Tout chercheur entamant son enquête sur le dandysme se pose la question lancinante : d’où partir pour cerner ce phénomène ? « De l’histoire ou de la littérature, du document ou du mythe, de l’exactitude des faits ou de la vérité imaginaire1 ? » se demande Henriette Levillain. S’il est évident, continue-t-elle, que « le dandysme n’a laissé ni doctrine, ni code, ni manifeste, n’a inventé ni école ni mouvement », on peut avancer l’hypothèse, ajoute-t-elle, qu’il « n’y a pas en réalité un dandysme mais des dandysmes. Pas plus qu’il n’y a d’un côté des dandys historiques et de l’autre des œuvres dandys, mais, en revanche, des dandys qui se confondent avec leurs œuvres et des œuvres qui réagissent à leur tour sur des dandys2. »

Bien qu’il existe de nombreux ouvrages analysant l’aspect mythique, philosophique, sociologique, historique, littéraire de ce courant, il manquait une somme qui présenterait le dandysme dans tous ses états, capable d’intéresser aussi bien les initiés que les dilettantes. Le Dictionnaire du dandysme sous la direction d’Alain Montandon comble cette lacune, en répertoriant sur plus de sept cents pages les traits les plus pertinents de cette démarche tout à fait exceptionnelle pour défendre la liberté et la beauté qu’a été le dandysme, ainsi qu’en se penchant sur les plus illustres de ses partisans.

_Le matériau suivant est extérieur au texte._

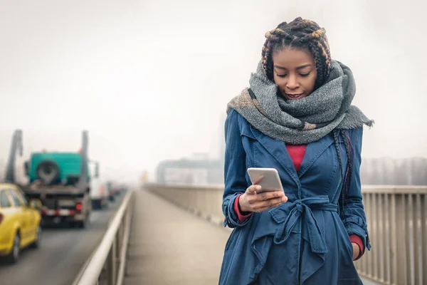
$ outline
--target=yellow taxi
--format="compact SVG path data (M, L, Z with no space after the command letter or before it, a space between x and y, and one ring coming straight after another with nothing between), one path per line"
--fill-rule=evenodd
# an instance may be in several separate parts
M21 249L38 247L41 237L39 200L27 201L21 189L0 183L0 258L16 263Z

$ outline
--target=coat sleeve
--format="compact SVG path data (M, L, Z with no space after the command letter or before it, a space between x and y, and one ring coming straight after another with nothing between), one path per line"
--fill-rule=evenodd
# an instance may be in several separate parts
M234 228L246 224L253 215L241 222L234 211L234 200L246 191L246 153L242 144L239 128L240 115L231 109L226 119L226 152L224 157L224 192L222 210L225 216L223 226Z
M350 177L350 188L347 193L344 202L344 212L340 212L339 216L345 226L349 235L359 236L365 249L371 249L371 244L368 234L367 218L364 209L362 185L360 182L360 165L362 163L362 140L363 128L349 131L349 135L353 145L354 155L352 176Z

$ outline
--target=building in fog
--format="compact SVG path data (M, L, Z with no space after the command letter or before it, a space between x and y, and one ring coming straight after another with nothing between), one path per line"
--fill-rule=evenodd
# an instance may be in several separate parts
M157 167L157 182L163 184L215 185L224 182L224 154L226 142L224 123L226 115L221 118L218 145L219 157L211 159L207 153L193 153L177 160L164 160Z

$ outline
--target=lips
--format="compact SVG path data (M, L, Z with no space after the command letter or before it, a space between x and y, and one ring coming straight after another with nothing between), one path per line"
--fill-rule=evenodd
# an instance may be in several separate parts
M302 98L304 96L304 93L299 93L299 94L285 93L285 95L286 95L286 98L288 98L288 99L289 99L289 100L297 100L297 99Z

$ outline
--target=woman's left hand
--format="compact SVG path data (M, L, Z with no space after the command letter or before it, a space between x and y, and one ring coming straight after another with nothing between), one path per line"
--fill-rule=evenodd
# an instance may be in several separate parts
M359 256L359 254L360 253L360 249L359 246L355 242L352 242L352 245L353 246L353 260L356 259L357 256Z

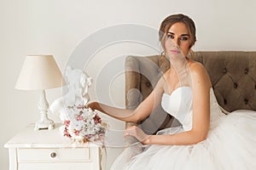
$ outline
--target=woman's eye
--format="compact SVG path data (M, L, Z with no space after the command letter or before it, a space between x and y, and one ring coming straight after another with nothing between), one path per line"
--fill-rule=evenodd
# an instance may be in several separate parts
M167 38L174 38L174 36L172 36L172 35L167 35Z
M181 37L180 38L180 40L182 40L182 41L187 41L189 38L188 37Z

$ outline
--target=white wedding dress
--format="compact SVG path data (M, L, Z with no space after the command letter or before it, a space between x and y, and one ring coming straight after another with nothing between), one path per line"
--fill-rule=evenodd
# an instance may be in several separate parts
M125 149L111 169L130 170L253 170L256 169L256 112L224 114L210 89L211 118L207 139L191 145L146 145ZM164 94L163 109L183 126L161 130L173 134L192 128L192 89L180 87ZM200 107L200 106L199 106Z

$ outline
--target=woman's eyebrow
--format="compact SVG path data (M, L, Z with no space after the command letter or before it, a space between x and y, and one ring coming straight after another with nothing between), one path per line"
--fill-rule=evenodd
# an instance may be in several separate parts
M175 35L173 32L171 32L171 31L168 31L167 33L172 34L172 35ZM189 34L182 34L181 36L189 36Z

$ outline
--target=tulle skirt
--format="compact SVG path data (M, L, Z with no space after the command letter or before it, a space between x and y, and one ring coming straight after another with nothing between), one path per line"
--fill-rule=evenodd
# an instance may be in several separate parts
M172 128L159 133L183 132ZM253 170L256 169L256 112L236 110L211 128L207 139L191 145L142 145L125 149L112 170Z

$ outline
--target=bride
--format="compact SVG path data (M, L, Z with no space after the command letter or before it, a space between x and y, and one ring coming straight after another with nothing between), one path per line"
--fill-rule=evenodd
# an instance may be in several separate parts
M124 136L137 138L144 150L136 156L125 150L112 169L256 169L256 113L221 111L207 71L192 60L194 21L183 14L170 15L159 32L163 61L167 58L171 66L150 95L134 110L98 102L87 106L119 120L139 122L161 105L182 126L155 135L136 126L128 128Z

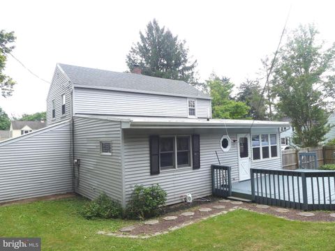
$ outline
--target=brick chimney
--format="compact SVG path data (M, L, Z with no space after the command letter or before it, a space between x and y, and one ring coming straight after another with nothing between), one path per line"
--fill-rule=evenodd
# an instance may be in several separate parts
M142 74L142 69L140 67L140 65L134 65L133 70L131 71L131 73L135 73L135 74Z

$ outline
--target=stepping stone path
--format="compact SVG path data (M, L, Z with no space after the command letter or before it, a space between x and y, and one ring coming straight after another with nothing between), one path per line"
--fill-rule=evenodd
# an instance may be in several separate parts
M199 212L209 212L211 209L209 208L200 208Z
M178 217L177 216L166 216L166 217L164 217L163 219L164 220L174 220L177 218Z
M286 208L276 208L276 212L278 212L278 213L288 213L288 212L290 212L290 210L286 209Z
M258 208L264 208L264 209L266 209L266 208L269 208L269 206L267 206L267 205L256 205L256 207Z
M132 231L134 229L135 229L135 227L133 227L133 226L124 227L120 229L120 231L128 233L128 232Z
M230 202L230 200L229 199L221 199L221 200L219 200L218 202Z
M241 205L243 204L242 201L230 201L230 204L232 204L234 205Z
M144 225L153 225L155 224L158 224L159 221L156 220L147 220L144 222Z
M180 216L193 216L194 212L184 212L180 214Z
M297 215L300 216L305 216L305 217L311 217L315 215L314 213L310 213L310 212L300 212L300 213L298 213Z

La première section de l’ouvrage présente des notions essentielles du phénomène en permettant au lecteur d’entreprendre une sorte de voyage au cœur du dandysme, voire de toucher son essence3. Nous retournons aux débuts du courant qui est venu en France de l’Angleterre, nous faisons aussi la connaissance de nombreux « frères spirituels » du dandy : les Beaux, les Bucks, les fashionables, les muguets, les mirliflors, les macaronis, les muscadins, les incroyables et bien d’autres. Les articles parfaitement documentés prouvent que le dandy n’est pas un simple être à la mode ; au contraire, il invente tout un mode d’être. Grâce à sa suprême élégance, il sort de l’anonymat pour se montrer à autrui en tant qu’un homme rebelle qui suit ses propres règles.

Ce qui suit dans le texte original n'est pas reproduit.